MeltanoLabs / Singer-Working-Group

Working group for ongoing development and iteration of the Singer Spec, the de-facto protocol for open source data connectors. Please use "Issues" to create discussion items - or use "Discussions" for general questions.
Apache License 2.0
13 stars 4 forks source link

Reference implementation for `tail=true` setting, enabling indefinitely-running, interruptible processes #7

Open aaronsteers opened 2 years ago

aaronsteers commented 2 years ago

For streaming use cases, an always-on tap should be able to "tail" the data source and continually run the extract. This is possible today without changes to the spec, but there is not yet any guidance or "best practice" in terms of how to accomplish this.

A reference implementation would likely entail one or more of the following:

  1. A setting like tail (boolean) which, when true would put the tap into an infinite loop of extract, sleep, extract, and so on.
  2. To honor resumability on interrupt, something like a state_message_min_cadence setting could be established, which forces a state message to flush at least every 1-5 minutes, for instance, assuming 1 or more records have been sent since the last STATE message.
  3. For incremental streams, something like a new_record_polling_interval setting could indicated how much time to sleep between calls to check for new records.
  4. To keep non-incremental streams whole while running a tap in tail mode, we'll want to have a max_full_table_age or similar, which would drive new extracts of streams pulled with FULL_TABLE after the set amount of time has elapsed.
  5. Receiving a SIGTERM message (before SIGKILL) should immediately trigger a flush the latest STATE message. In an ideal scenario, sending the termination command (like ctrl+c) should give the tap a few seconds to send on the last viable state bookmark and give an optimal chance of not having to repeat records on a subsequent execution.
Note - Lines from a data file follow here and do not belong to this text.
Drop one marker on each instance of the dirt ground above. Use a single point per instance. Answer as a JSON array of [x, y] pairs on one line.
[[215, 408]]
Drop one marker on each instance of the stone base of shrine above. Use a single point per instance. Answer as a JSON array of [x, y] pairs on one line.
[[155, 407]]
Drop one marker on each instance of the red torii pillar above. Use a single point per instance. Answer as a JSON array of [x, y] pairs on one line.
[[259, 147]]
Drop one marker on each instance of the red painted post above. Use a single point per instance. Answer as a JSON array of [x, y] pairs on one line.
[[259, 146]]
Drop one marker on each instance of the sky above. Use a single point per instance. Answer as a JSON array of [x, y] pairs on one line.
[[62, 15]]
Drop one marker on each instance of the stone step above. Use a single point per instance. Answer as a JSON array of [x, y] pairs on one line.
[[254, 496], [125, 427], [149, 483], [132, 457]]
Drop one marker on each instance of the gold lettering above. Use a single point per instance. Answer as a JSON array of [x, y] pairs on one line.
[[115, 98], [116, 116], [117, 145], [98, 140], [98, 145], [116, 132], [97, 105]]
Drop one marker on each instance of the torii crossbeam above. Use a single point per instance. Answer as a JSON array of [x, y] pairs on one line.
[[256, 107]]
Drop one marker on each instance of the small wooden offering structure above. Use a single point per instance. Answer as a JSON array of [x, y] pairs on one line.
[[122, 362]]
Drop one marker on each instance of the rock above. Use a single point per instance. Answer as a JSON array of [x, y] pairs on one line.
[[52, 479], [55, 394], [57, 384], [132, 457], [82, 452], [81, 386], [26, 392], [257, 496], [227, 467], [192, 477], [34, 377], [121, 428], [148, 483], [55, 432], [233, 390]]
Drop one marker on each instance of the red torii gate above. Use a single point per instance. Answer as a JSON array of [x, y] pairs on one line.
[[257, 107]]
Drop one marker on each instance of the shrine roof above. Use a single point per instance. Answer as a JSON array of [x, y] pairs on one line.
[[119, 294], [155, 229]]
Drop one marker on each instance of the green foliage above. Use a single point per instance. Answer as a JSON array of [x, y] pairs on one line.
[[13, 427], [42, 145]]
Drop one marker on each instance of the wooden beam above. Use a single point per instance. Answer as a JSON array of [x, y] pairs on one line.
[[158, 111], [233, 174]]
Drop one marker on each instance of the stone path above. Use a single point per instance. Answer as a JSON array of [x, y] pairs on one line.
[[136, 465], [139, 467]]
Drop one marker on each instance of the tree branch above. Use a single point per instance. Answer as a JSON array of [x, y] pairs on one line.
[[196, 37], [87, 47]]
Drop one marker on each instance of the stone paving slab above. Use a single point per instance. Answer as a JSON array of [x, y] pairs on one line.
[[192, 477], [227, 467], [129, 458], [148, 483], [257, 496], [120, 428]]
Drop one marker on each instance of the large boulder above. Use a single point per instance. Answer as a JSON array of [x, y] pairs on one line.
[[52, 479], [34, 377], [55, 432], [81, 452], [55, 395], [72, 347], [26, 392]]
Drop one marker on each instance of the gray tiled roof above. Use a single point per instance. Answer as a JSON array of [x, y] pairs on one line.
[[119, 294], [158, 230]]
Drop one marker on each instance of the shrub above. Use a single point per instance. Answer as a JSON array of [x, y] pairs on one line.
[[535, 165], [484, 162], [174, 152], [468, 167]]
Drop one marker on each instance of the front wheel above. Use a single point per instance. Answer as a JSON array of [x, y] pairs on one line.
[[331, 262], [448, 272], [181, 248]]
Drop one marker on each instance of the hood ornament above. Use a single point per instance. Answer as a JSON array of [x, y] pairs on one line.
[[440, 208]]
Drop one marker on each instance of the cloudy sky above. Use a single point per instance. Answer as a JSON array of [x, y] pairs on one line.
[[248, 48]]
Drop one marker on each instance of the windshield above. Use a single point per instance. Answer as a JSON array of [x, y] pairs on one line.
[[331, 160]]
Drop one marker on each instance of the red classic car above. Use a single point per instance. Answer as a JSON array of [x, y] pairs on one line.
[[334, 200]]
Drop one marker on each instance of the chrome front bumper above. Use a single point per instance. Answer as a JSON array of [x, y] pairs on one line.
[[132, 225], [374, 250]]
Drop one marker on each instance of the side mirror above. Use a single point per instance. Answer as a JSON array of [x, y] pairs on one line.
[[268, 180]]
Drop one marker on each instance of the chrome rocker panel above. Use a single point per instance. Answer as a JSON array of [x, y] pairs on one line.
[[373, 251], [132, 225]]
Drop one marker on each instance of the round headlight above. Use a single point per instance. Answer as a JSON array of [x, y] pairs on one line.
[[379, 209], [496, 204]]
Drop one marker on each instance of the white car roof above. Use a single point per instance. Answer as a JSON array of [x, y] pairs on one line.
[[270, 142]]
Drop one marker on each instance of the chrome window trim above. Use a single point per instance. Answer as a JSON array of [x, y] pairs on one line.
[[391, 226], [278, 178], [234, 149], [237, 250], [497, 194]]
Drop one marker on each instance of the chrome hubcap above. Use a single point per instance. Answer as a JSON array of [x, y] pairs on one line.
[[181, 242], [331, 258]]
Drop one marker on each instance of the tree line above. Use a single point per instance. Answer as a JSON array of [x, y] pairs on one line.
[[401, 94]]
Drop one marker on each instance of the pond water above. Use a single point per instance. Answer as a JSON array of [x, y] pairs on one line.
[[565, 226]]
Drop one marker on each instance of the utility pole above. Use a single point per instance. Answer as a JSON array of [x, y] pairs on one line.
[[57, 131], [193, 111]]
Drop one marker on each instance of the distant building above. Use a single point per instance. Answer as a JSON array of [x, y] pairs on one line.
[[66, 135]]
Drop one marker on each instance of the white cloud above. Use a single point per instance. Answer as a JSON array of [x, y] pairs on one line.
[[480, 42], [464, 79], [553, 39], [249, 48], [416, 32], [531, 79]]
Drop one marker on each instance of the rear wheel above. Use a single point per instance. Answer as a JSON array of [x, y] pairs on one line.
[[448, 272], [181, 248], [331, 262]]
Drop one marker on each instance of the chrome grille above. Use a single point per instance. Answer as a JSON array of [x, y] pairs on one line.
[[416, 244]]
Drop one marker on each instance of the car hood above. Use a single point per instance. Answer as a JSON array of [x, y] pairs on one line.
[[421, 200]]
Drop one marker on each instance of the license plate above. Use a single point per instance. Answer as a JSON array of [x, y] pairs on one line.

Note: While the priority here is probably the tail setting, it should be fair to assume that a method that needs to run indefinitely should also be ready to be interrupted at any point; since the only way to "stop" the stream is to kill the process, we will need to be ready for interruption and plan for how STATE tracking will be affected by the worst-case scenario interruption timing.

aaronsteers commented 2 years ago

@pandemicsyn has graciously offered to draft a proposal doc for this item. 🙌

alexandersack-iex commented 1 year ago

Hello, I really need this and plan to implement my own version of it in my tap. Where is the current status of this issue?

We have desire to run a tap in "batch" mode to dump records as well as "streaming" (or "tail") mode which listens for new events and pushes them to the target accordingly.

Question, is there any reason the singer wrappers don't expose a simple optional REST interface (think management backplane) for start, stop, shutdown etc. instead of using signals which can get dicey depending on language/context?

So when a tap starts it also starts a simple REST interface that allows you to control the tap by sending simple JSON commands (messages, just like the spec does for RECORDs).